田んぼ脇の用水路の中で白鳥2羽が出られず 千葉 四街道

千葉県四街道市の田んぼ脇の用水路の中で白鳥2羽が出られなくなっているのが見つかり、地元の住民から心配する声が上がっています。県は職員を派遣して、今後の対応を検討することにしています。

四街道市上野では、田んぼ脇の幅およそ60センチメートル、深さおよそ1メートルの用水路の中に白鳥2羽が入りこみ、出られなくなっています。

2羽の白鳥はいずれも体長1メートル余りで、近くに住む住民が先月、用水路の中にいるのを発見しました。

今月になっても白鳥は用水路の中に居続けていて、移動することはできますが、用水路の幅が狭く、羽を広げることができないため、飛び立つことができない状態になっています。

白鳥は用水路の中から首を伸ばして、脇に生えている草を食べている様子が確認できます。

白鳥が出られなくなっている用水路は道路のすぐそばにあり、10日は住民およそ10人が集まって2羽の様子を見守っていました。

中には、餌としてキャベツなどを与える人もいました。

近くに住む男性は「毎日心配して見にきています。白鳥が飛び立てるかどうか心配です」と話していました。

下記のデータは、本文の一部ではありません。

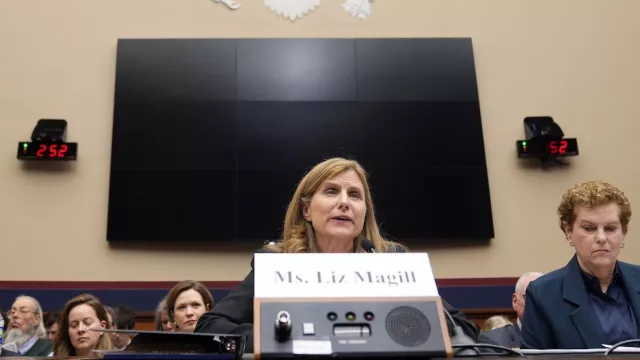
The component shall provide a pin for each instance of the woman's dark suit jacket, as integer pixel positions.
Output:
(234, 313)
(558, 315)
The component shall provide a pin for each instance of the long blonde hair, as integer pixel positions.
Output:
(62, 343)
(298, 235)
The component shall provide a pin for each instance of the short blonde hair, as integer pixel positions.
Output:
(298, 235)
(495, 322)
(591, 194)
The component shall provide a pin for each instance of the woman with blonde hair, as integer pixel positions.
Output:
(331, 212)
(80, 316)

また、別の女性は「ずっと用水路の中にいるからかわいそうに思う。暖かくなっても飛んでいかなければ心配です。その時は県などに保護してほしいと思う」と話していました。
千葉県自然保護課では、今のところ白鳥に、けがや病気がある様子はみられないことから、これまで職員を派遣して用水路の外に出すなどの救出活動は行っていません。

しかし、NHKの取材に対して職員を派遣して現場の状況を確認し、今後の対応を検討することにしています。

一方、千葉県は県内で鳥インフルエンザの発生が相次ぐ中、人が野鳥に近づくことで感染を拡大させるおそれがあるとして、白鳥にはむやみに近づかないでほしいと呼びかけています。

専門家「板でスロープを」

鳥類生態学が専門で、野鳥の保護問題に詳しい千葉県立中央博物館の平田和彦研究員は「このハクチョウはコブハクチョウと見られるが、鳥インルエンザがまん延するきっかけにもなりうるので、餌付けや触れるなどの行為はしないでいただきたい」と注意を呼びかけました。

そのうえで平田さんは「白鳥を助ける方法として、用水路の中に木の板をおろし、緩いスロープのようにしてやれば、人が触れなくてもハクチョウが自力で板を歩いて上がってこられると思う」と話していました。